Saturday, January 5, 2013

Reset


The most difficult thing about marriage is the occasional, inexplicable disconnect; the distance that moves in from nowhere, like a dense, cold fog.

We sail side by side, riding the same wave. But in a blink the affection and humor and empathy and cooperation we shared moments ago disappear. We chafe and clash. We irritate then criticize then hurt then anger each other.

Qualities we’d once admired become nails scraping the paint off a car: his slow and thoughtful conversation sounds muddled and plodding; my valued emotional radar turns him into a hunted duck; his good-natured teasing feels malicious; my need for constant closeness, a strip of toilet paper stuck to his heel.

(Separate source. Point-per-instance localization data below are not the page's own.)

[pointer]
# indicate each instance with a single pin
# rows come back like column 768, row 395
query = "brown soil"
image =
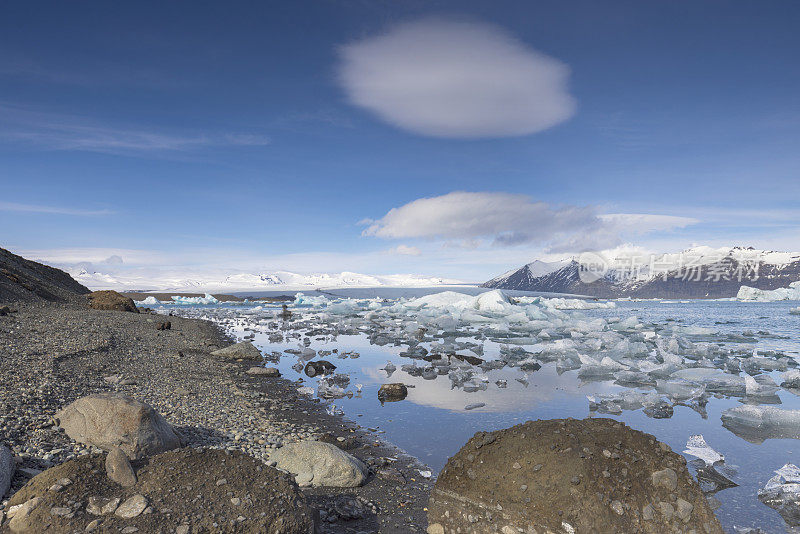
column 209, row 490
column 594, row 475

Traits we rarely notice in each other become flaws we can’t forgive:  his chewing and snoring, my anxiety and insomnia; his insistence on dressing an entire salad, mine on counting calories; his need to read half a New Yorker during each trip to the bathroom, mine on saving money by keeping the house dim and cool; the whisker trimmings he leaves in the sink, the sweaty work-out clothes I leave in the hamper.

We should retreat to our corners, but we can’t disentangle; we’re inextricably entwined but we’re estranged. And we can’t right it. We grow impatient and disappointed and distraught.

So we watch a movie. Focus on something outside ourselves. No demands. No expectations. No talking. Just breathing. Separate and together. Recalibrating.

It doesn't vanish, the love. But sometimes it gets caught in the lint trap. It's taken 20 years to know this. Knowing this is what gets us through.

Gradually, our feet touch, then our elbows. In time, one asks the other for a piece of blanket, and we warm, together.